A pessoa mais  significativa para mim é o meu avô materno.
O meu avô tem 79 anos e desde de que nasci que vivo com ele porque moramos todos na mesma casa, com o meu pai, mãe, irmão e avó materna. Talvez por isso sempre fomos muito chegados e partilhamos uma grande ligação.
O meu avô é agricultor. Está sempre no campo com a minha avó a trabalhar, “na lavoura”, como ele diz. Sempre foi muito trabalhador e empenhado, não é de muito paleio - “ apenas digo o que é preciso”- e nunca está parado.
Mas há cerca de 3 anos foi-lhe diagnosticado um cancro na tiróide e teve de ser operado. Isto foi um grande abalo para o meu avô, para mim e toda a família. Tivemos de lidar com o facto de um homem dinâmico e trabalhador não estar na “sua terra”. Isto foi então muito difícil para todos, eu mal o via porque ele estava sempre nos tratamentos, só o via quando o ia visitar ao hospital e embora ficasse contente por o ver, saia de lá muito triste por vê-lo naquele estado, parado, fraco, sem falar nem saber se ia estar vivo no dia seguinte.
Após realização de vários tratamentos e muito tempo passado o meu avô está muito melhor graças aos tratamentos até aqui feitos e aos que ainda lhe faltam fazer.
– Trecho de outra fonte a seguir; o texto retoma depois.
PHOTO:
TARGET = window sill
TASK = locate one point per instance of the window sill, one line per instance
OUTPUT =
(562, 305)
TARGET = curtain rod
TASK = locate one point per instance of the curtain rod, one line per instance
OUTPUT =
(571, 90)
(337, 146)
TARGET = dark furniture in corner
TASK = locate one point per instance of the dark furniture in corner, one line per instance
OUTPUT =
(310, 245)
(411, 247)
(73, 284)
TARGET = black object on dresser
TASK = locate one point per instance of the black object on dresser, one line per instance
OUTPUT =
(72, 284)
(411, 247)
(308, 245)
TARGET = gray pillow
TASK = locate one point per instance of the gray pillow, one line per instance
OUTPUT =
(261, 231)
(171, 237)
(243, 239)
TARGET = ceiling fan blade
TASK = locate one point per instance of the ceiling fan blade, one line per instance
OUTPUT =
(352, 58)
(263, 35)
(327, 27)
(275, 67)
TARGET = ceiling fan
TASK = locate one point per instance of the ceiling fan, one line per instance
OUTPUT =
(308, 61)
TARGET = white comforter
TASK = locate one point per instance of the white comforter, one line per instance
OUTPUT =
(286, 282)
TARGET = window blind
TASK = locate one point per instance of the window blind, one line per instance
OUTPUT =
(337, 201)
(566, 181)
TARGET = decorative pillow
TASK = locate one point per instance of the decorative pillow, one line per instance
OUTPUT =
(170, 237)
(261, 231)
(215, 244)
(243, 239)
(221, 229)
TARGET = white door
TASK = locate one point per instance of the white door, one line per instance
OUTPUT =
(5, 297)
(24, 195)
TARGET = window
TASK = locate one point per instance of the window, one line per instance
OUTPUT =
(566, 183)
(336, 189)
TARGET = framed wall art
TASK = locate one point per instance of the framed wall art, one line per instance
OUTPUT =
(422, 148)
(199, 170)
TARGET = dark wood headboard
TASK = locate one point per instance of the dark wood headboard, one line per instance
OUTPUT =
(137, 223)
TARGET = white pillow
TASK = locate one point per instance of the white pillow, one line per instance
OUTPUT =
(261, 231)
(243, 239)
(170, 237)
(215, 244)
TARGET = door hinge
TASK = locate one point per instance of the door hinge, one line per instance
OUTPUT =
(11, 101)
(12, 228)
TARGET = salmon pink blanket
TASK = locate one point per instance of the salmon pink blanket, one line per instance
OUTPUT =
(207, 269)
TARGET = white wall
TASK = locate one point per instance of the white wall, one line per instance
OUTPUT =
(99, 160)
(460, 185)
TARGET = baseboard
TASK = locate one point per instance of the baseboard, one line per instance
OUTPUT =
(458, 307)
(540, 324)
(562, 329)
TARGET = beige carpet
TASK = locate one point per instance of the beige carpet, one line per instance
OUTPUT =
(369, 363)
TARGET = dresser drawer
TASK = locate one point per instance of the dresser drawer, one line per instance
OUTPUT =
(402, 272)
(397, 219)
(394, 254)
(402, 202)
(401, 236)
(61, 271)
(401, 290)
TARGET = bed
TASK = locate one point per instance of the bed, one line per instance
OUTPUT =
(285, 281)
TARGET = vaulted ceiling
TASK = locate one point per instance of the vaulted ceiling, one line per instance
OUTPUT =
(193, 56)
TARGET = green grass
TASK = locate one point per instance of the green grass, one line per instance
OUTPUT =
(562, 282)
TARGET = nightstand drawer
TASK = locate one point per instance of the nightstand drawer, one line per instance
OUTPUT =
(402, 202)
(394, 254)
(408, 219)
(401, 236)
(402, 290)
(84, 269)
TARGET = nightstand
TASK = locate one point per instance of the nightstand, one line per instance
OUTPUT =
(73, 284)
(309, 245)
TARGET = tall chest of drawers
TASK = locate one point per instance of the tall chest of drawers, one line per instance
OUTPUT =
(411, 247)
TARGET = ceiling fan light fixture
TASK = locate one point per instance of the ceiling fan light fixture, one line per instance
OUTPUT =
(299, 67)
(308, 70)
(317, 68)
O cancro não alastrou mais, encontra-se estagnado e a diminuir de tratamento para tratamento. E foi num período de intervalo entre os tratamentos em que o meu avô se encontra em casa, que se deu um dos momentos mais significativos para mim, que marcou a minha forma de ser e de encarar/viver a vida.
Foi num dia de manha em que estávamos a fazer água ardente “o cheirinho”, como lhe chamamos, no alambique que temos em casa. Acendemos o lume, deitamos o bagaço para o cilindro, fechamos o cilindro, ligamos a água fria para arrefecer o vapor que sai do cilindro para o vapor solidificar (condensar) e, durante este processo demorado, os dois sentados e a falar disto e daquilo, eu perguntei ao meu avo “ como é que você lida com tudo isto, tratamentos, hospitais?” e foi então que ele me deu uma resposta muito curta mas que diz tudo: “Diogo, a resposta é muito fácil: estou vivo!”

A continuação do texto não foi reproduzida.